In the original description, Powell described the species' as follows:

Protoconch of 2½ whorls, tip bluntly rounded, smooth, following whorls much larger, strongly convex, radially ribbed, 13 radials per whorl. Post-nuclear whorls with strong, flat-topped, sharply raised wavy cords, four on first whorl, six on fourth whorl, nine on penultimate and twenty-two on body-whorl, nine of which are on the anterior end. Axials obsolescent, irregularly but weakly developed throughout, about ten per whorl. Aperture (better shown in paratype) quadrangular. Outer lip not thickened, but lirate within. Anterior canal short, subtubular, not sinused. Anal sinus as described above.
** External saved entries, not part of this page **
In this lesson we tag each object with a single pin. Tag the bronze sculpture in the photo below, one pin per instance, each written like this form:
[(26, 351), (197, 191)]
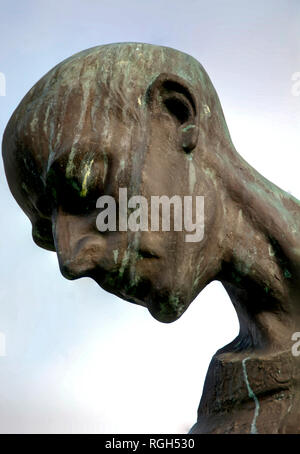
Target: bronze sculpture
[(147, 118)]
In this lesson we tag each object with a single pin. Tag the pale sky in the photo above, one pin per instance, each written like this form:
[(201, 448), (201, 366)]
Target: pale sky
[(77, 358)]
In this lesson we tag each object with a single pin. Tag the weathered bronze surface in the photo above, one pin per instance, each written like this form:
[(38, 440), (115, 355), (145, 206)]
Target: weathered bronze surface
[(147, 118)]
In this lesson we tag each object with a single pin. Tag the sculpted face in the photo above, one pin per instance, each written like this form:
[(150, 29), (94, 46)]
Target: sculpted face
[(134, 116)]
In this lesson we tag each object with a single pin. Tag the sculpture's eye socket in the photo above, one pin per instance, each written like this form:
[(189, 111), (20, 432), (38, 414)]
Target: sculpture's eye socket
[(177, 106), (72, 194)]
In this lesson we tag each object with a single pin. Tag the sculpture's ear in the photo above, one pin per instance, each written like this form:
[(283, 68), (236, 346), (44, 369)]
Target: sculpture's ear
[(173, 94)]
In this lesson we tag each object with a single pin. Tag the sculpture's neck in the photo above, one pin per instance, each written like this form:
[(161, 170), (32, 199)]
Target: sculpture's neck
[(261, 265)]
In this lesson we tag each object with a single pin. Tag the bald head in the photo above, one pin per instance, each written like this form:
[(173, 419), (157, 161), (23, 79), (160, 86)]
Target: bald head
[(120, 115)]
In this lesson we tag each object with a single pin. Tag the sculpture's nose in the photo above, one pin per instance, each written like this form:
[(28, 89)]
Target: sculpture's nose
[(78, 247)]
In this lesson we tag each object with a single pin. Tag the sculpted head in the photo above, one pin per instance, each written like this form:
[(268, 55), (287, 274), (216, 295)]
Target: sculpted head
[(130, 115)]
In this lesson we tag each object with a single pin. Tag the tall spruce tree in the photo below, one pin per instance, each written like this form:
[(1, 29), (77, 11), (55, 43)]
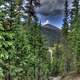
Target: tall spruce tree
[(74, 35), (66, 22), (38, 67)]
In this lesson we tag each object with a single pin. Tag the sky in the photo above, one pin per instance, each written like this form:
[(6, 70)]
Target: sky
[(52, 12)]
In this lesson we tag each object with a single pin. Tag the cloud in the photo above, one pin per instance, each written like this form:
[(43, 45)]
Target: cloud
[(52, 7)]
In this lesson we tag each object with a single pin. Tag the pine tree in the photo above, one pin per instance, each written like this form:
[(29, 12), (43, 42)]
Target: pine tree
[(7, 41), (66, 23), (74, 35)]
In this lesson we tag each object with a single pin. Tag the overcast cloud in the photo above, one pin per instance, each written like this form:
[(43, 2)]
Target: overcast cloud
[(52, 7)]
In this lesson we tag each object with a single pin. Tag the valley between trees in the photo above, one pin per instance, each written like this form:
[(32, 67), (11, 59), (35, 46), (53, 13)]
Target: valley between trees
[(25, 53)]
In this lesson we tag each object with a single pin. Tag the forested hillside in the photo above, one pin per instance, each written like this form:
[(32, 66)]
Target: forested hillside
[(30, 51)]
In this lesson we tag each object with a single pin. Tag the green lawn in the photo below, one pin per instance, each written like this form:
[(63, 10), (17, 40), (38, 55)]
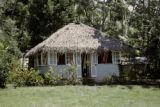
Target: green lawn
[(80, 96)]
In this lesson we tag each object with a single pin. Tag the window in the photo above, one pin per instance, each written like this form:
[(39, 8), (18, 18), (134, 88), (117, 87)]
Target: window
[(69, 58), (61, 59), (104, 57), (39, 59), (45, 59), (116, 57)]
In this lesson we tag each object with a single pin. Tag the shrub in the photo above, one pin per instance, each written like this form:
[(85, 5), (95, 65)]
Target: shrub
[(23, 77), (111, 79), (54, 77)]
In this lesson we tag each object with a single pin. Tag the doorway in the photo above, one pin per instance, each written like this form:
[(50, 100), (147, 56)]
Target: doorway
[(86, 65)]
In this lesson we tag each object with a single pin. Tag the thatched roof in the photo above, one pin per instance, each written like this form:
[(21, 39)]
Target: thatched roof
[(78, 38)]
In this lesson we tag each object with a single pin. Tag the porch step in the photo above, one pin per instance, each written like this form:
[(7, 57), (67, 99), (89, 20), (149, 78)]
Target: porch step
[(88, 81)]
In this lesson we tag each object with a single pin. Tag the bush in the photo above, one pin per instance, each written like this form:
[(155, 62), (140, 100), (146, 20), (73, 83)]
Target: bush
[(53, 77), (23, 77)]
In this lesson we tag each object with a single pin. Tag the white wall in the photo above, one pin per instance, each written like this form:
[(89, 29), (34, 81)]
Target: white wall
[(102, 70)]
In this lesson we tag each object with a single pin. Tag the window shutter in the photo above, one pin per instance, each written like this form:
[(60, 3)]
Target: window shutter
[(115, 57), (35, 62), (93, 66), (53, 58), (78, 63)]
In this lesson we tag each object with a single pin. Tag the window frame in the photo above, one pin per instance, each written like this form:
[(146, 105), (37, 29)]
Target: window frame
[(108, 53), (64, 58)]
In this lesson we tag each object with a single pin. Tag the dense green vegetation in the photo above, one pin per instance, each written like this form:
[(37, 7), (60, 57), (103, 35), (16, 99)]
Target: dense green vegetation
[(25, 23), (80, 96)]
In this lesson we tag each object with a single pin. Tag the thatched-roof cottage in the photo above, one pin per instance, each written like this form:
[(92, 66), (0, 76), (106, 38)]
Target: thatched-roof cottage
[(95, 54)]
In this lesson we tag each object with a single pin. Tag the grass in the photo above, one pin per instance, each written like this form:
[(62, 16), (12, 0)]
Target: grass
[(80, 96)]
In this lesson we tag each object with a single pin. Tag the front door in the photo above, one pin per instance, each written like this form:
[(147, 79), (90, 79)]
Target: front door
[(86, 65)]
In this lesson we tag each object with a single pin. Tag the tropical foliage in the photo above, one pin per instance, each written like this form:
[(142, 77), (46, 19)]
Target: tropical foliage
[(25, 23)]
The holotype of the species measures 11.6 mm in height and 3.9 mm in diameter.

==Taxonomy==

P. caelatus was first described by A.W.B. Powell in 1944, who named it the type species of the genus Pseudexomilus. The holotype was collected by W. Howchin and J. C. Verco in 1919 from the Metropolitan Abattoirs Bore in Adelaide, Australia, and is held by the Auckland War Memorial Museum.

==Distribution==

This extinct marine species occurs in middle Miocene (Bairnsdalian) strata of the lower Dry Creek Sand, of the St Vincent Basin at a depth of between 122–152 m, in Adelaide, South Australia.